Варонарос утвердительно кивнул.

Он вернулся домой. Жена сварила ему кофе. Ее удивил его хмурый вид.

— Куда ты таскался ни свет ни заря? — спросила она.

— Дела, — ответил он односложно.

Его жена, так же как братья и сестры, не сочувствовала тем, у кого на службе он состоял. Но родственники относились к нему снисходительно, зная, как трудно заработать деньги, к тому же, не имея разрешения на торговлю, он вынужден был выплачивать определенную долю вдове Загорьяну, владелице ларька.

Около восьми Варонарос пришел на рынок и там, стоя за прилавком, то и дело с нетерпением поглядывал на большие уличные часы. Он неточно взвешивал фрукты, неверно давал сдачу. Ровно в десять он закрыл ларек и поехал на автобусе в больницу АХЕПАНС. Там он попросил разрешения повидать депутата Георгоса Пирухаса, четвертое отделение, тридцать вторая палата, но ему ответили, что больного осматривает врач и что придется подождать. По той же самой причине в вестибюле сидел и ждал Следователь. Варонарос его не знал и не обратил на него никакого внимания. И Следователь тогда еще не знал Варонароса. Вскоре сестра милосердия пригласила их пройти к больному.

Войдя в палату, Варонарос разразился негодующей речью. Он заявил, что не имеет никакого отношения к фотографии, напечатанной сегодня в афинской газете. Пирухас и Следователь в недоумении уставились на него.

— В какой газете?

— Не знаю, как она называется. Да та, что пришла из Афин. Я там с корзиной, зажатой между ногами, смахиваю на гангстера. Грамоте я не обучен, — продолжал он с жаром. Второй класс начальной школы не кончил, и заголовки в газетах читаю по слогам. Поэтому я сроду газет не покупаю. Но сегодня, ровно в десять, мимо моего ларька проходил газетчик. «Не знал я, что ты хулиган», — сказал он мне с укором. «Это я хулиган?» — с удивлением спросил я. Тогда он достал какую-то газету из связки, что держал под мышкой, развернул ее и сунул мне под нос мою фотографию. Я прямо обомлел. В первый раз довелось мне видеть себя в таком жалком виде... Парень тот работает в агентстве печати Куцаса, у него киоск на углу улиц Венизелоса и Эгнатия. Каждый день утром проходит он мимо меня, и мы всегда здороваемся... Я тут же побежал к своему брату — он человек грамотный, рассказал ему все в подробностях, и он посоветовал мне обратиться в Главное управление безопасности и узнать там, где вы находитесь. Я так и сделал, а потом приехал сюда. Ну, так вот, господин Пирухас, я тебя вижу впервые. Как это ты берешься утверждать, что видел меня раньше?

Следователь не мог скрыть своего волнения. Его потрясла наглость Зверозавра. Благодаря его признанию внезапно обнажился прекрасно налаженный механизм, действовавший с точностью часов. Лишь одно колесико в нем соскочило и нарушило всю систему. Карты спутало дьявольское совпадение, одно из тех, что позволяют раскрыть многие великолепно подготовленные преступления. Это совпадение заключалось в том, что именно сегодня первый самолет компании «Олимпиаки» опоздал на час и афинских газет, поступавших обычно в киоски в десять часов утра, в то время не было еще в продаже. Следователь знал это: когда он совсем недавно заказал в кофейне утренние афинские газеты, ему ответили, что они опаздывают «из-за тумана на аэродроме Эллинико».

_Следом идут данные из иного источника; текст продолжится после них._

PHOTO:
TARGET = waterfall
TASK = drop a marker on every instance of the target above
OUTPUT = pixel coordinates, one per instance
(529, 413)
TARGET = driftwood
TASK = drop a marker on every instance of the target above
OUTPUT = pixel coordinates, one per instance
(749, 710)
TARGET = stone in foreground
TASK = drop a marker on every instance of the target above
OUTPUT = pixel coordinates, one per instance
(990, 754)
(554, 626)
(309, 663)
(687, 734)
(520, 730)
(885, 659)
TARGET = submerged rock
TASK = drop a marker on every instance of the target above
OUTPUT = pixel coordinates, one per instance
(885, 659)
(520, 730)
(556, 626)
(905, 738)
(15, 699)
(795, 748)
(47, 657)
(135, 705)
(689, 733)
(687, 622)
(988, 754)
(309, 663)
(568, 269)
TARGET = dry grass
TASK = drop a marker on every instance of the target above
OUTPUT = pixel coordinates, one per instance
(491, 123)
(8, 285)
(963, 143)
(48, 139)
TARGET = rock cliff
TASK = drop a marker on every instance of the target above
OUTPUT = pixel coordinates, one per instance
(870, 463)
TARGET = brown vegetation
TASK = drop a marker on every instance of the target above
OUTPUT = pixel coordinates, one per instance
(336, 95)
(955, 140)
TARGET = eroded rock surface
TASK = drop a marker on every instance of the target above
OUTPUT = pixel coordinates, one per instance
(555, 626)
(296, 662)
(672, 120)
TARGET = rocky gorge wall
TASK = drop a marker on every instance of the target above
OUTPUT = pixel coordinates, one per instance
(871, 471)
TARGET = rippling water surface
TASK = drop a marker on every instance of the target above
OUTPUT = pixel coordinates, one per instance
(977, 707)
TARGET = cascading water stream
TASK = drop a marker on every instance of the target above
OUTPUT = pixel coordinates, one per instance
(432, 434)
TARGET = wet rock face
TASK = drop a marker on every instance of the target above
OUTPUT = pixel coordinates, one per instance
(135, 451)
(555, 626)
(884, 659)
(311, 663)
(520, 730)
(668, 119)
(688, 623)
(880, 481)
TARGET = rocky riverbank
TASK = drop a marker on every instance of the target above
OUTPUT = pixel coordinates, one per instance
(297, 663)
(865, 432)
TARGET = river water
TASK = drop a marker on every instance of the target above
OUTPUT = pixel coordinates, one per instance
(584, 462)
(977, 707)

— Ну, так ты меня знаешь? — приставал Варонарос к

Пирухасу.

— Где-то я встречал тебя прежде, — с насмешкой проговорил депутат.

— Посмотрите на него повнимательней, — обратившись к больному, сказал тогда Следователь, — потому что до суда вы его больше не увидите.

И он тотчас приказал полицейским, охранявшим в больнице Пирухаса, арестовать Варонароса и препроводить куда следует для допроса.

Тут гигант расплакался. Все его огромное тело сотрясалось от рыданий. Он плакал как ребенок.

— Это действительно я, он узнал меня! — всхлипывая, твердил Варонарос.

Но как только он вышел из больницы и столкнулся с журналистами, приготовившимися его фотографировать, он поднял руки над головой и дерзко заявил:

— Нет, это сделал не я. Он меня не узнал. Он все перепутал. Это сделал не я. — И потом попросил заснять его в красивой позе, чтобы он выглядел привлекательным.

Адвокат Янгоса и Вангоса, ставший теперь также защитником и Варонароса, потребовал у Следователя двое суток для подготовки своего клиента к допросу. И по истечении этого срока, когда Следователь заканчивал составление обвинительного акта, Варонарос не казался ему уже таким дерзким и вызывающим, как раньше. Он производил впечатление несчастного, раскаявшегося, приниженного человека, будто сделали его фотографию с максимальным уменьшением.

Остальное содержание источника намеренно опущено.